An experienced trainer of more than 24 years, Andrea Morgan has helped hospitals and healthcare providers all over the country maximize their use of electronic medical records (EMR) systems. Now, Morgan is taking her health informatics knowledge to the next level by pursuing a master’s in health informatics degree through the Byrdine F. Lewis College of Nursing and Health Professions. But when the Georgia State graduate student took on a new assignment to train health providers at Seattle Children’s Hospital in early February, she met a personal challenge that changed how she provided her services.
Shortly after beginning work on-site in Seattle, Morgan got sick. She spent a full week in bed with a fever, aches and a cough, stuck in a hotel room 2,100 miles from home. Recovering enough to travel home and continuing working, Morgan spiked another fever. She still doesn’t know if she had COVID-19 but switched to remote work anyway.
Morgan redesigned her training for the EPIC EMR system to a real-time, remote learning format. Tasked with training the Seattle hospital’s top research staff, who then train employees, she also needed administrative buy-in to continue crucial training necessary for successful EMR implementation.
“Technology isn’t helpful if you don’t know how to use it,” said Morgan. She added she aimed to help the administration understand why good training in health IT helps patient care and impacts costs since education reduces frustrations for employees using EMRs.
Hospital leaders often challenge Morgan with their reluctance to allocate employee training time away from practicing healthcare. However, educating the administration on the full capabilities of EPIC EMR is critical. It is more than a place to post notes on patient treatment and outcomes but also to officially document medical care and meet compliance needs and legal requirements.
Other times, training and implementation are smooth, which Morgan attributes to hospital leadership.
So, why does an experienced EMR consultant add graduate school to her busy schedule?
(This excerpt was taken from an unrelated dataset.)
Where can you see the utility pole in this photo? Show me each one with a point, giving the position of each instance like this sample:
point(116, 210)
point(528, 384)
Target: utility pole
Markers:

Morgan thinks the degree will help her develop higher-level training and implementation for her clients.
“I’ve mostly been on the ground level, and this degree will help me focus on a broader scale, do more planning and work on a larger scale in health IT implementation,” said Morgan.
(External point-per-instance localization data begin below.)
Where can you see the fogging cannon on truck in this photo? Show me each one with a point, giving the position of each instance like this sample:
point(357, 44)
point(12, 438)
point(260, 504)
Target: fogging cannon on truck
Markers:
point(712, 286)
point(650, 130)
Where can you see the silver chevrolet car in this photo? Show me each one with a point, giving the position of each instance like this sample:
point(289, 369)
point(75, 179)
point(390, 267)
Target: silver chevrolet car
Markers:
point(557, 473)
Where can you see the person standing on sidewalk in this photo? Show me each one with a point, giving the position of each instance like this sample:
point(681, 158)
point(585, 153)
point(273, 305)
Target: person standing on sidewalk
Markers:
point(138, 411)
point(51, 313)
“Training is not a one-time thing,” Morgan advocates for continued training. “My challenge is to win over a client’s devotion to training for healthcare IT.”
Her approach won over Seattle Children’s. After the pandemic delays, the hospital opted for live Webex sessions. Morgan can check-in with clients on a real-time basis and believes it gives the sense that she’s paying attention to each student.
Morgan believes live online training is the wave of the future, harnessing expertise from retired professionals who may not be comfortable or able to travel for teaching hands-on.
“Quality training equals quality healthcare,” she said.